Monitoring
Log and observe routes.
Route-level logging with tap(log())
Use tap(log()) anywhere in a route to emit structured logs of the current exchange without changing it. You can also use to(log()) as a destination to log the final exchange.
import { craft, simple, log } from '@routecraft/routecraft'
export default craft()
.id('monitoring-demo')
.from(simple({ foo: 'bar' }))
.tap(log())
.transform((body) => ({ ...body, ok: true }))
.tap(log())
.to(log())
Each log includes trace-friendly fields like contextId, route (route name/id), and for exchanges also exchangeId and correlationId.
Context and route events
Subscribe to context and route lifecycle events for metrics, monitoring, and observability.
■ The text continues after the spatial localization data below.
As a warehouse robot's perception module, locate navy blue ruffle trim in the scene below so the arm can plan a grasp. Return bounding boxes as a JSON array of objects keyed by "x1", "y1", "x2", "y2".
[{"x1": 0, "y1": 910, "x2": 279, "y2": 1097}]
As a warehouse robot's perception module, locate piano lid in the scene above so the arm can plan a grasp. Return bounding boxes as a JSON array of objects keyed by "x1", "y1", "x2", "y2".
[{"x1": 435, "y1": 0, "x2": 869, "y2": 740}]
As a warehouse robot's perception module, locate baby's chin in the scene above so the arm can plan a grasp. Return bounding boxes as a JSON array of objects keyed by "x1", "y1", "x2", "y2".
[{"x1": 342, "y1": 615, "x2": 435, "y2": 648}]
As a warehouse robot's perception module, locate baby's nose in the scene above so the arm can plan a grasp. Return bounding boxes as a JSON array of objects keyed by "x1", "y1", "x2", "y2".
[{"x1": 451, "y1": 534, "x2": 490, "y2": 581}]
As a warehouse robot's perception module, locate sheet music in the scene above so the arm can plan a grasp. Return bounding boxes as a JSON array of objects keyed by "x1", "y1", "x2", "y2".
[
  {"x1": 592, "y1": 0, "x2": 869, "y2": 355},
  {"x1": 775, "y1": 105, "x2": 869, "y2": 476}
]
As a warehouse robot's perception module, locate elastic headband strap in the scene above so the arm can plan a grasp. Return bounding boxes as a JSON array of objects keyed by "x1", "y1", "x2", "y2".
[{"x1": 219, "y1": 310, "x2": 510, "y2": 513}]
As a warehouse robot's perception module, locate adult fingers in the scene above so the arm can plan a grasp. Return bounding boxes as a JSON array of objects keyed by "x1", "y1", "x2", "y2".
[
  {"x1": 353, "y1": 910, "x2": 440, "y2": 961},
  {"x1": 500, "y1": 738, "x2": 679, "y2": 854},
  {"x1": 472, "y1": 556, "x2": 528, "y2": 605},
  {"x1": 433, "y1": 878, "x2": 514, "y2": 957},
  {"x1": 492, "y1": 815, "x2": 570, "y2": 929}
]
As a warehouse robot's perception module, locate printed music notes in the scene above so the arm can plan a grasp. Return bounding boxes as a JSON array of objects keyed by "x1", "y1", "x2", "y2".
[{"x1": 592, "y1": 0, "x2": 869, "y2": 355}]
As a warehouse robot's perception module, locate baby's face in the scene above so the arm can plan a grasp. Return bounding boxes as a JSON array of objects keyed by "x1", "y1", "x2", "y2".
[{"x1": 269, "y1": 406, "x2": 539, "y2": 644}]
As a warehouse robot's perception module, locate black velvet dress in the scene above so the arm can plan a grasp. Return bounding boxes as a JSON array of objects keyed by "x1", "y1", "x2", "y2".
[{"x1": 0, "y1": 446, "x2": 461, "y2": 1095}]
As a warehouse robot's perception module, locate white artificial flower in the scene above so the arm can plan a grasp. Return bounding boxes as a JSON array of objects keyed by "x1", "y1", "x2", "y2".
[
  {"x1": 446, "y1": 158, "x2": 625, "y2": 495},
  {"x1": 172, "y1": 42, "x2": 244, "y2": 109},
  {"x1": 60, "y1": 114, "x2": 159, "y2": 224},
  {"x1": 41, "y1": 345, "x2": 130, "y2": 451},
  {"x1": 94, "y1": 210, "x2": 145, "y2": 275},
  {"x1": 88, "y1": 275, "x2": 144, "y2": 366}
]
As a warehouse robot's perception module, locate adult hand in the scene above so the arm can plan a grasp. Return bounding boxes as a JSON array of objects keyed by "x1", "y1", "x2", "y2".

import { context, logger } from '@routecraft/routecraft'
import routes from './routes'
const ctx = context()
.routes(routes)
.build()
// Subscribe to events
ctx.on('contextStarting', ({ ts, context }) => {
logger.info('Context starting', { contextId: context.contextId, ts })
})
ctx.on('routeStarting', ({ ts, context, details: { route } }) => {
logger.info('Route starting', { contextId: context.contextId, route: route.definition.id, ts })
})
ctx.on('error', ({ ts, context, details: { error, route, exchange } }) => {
const code = error?.code || 'UNKNOWN'
logger.error('Error occurred', {
contextId: context.contextId,
route: route?.definition.id,
code,
error,
ts
})
})
await ctx.start()
Available events
All events follow the signature: { ts, context, details } where details contains event-specific data. Key events include:
- Context lifecycle:
contextStarting,contextStarted,contextStopping,contextStopped - Route lifecycle:
routeRegistered,routeStarting,routeStarted,routeStopping,routeStopped - System events:
errorfor any error that occurs
For the complete event reference with all details structures, see Configuration - Event handling.
Plugins
Keep observability concerns modular by authoring small plugins that receive the CraftContext. Plugins run before routes are registered, allowing them to set up state, subscribe to lifecycle events, or dynamically register additional routes.
// plugins/observability.ts
import { logger, type CraftContext } from '@routecraft/routecraft'
export default function observability(ctx: CraftContext) {
logger.info('Observability plugin initializing', { contextId: ctx.contextId })
// Subscribe to events for monitoring
ctx.on('routeStarted', ({ ts, context, details: { route } }) => {
// Track route startup metrics
console.log(`Route ${route.definition.id} started at ${ts}`)
})
ctx.on('error', ({ ts, context, details: { error, route, exchange } }) => {
// Send errors to external monitoring service
const code = error?.code || 'UNKNOWN'
const location = route ? `route ${route.definition.id}` : 'context'
console.error(`Error ${code} in ${location}:`, error)
})
ctx.on('contextStopped', ({ ts, context }) => {
// Flush metrics before shutdown
console.log(`Context ${context.contextId} stopped, flushing metrics...`)
})
}
Built-in logging and tracing
The CLI and Next.js runtimes include structured logging out of the box (Pino). In development logs are pretty-printed; in production they are JSON. Log records carry contextId, route, and (for exchanges) exchangeId/correlationId, which makes end-to-end tracing straightforward in your log aggregator.
Logging rules (framework and adapters)
- Error message is the log message: At error boundaries, the log message is the error's message (e.g. "Redis connection refused", "Model not found"). Variable context (route, operation, adapter) is in the meta (first argument object). Non-error logs use stable message strings with context in meta.
- One log per event: Each event is logged once. The boundary that handles the error logs it (e.g. route.runSteps for step failures). Never catch, log, and re-throw the same error.
- Structured error in meta: Put the error in meta (e.g.
{ err, operation, adapter }). RouteCraftError implementstoJSON()sorc,message,suggestion,docs,causeMessage,causeStackappear as structured fields in serialized output. - Levels:
fatal= context or route failed to start;error= operation failed (step, adapter, invalid plugin);warn= unexpected but processing continues;info= notable state (context/route start and stop — same level for start and stop);debug= flow/diagnostic. - Validation errors: When throwing RC5002 (validation failed), the cause is serialized (e.g. validation issues as JSON) so logs show actual errors, not
[object Object].
See Errors for RC codes and suggestions. For the full rule, see the project's errors-logging rule.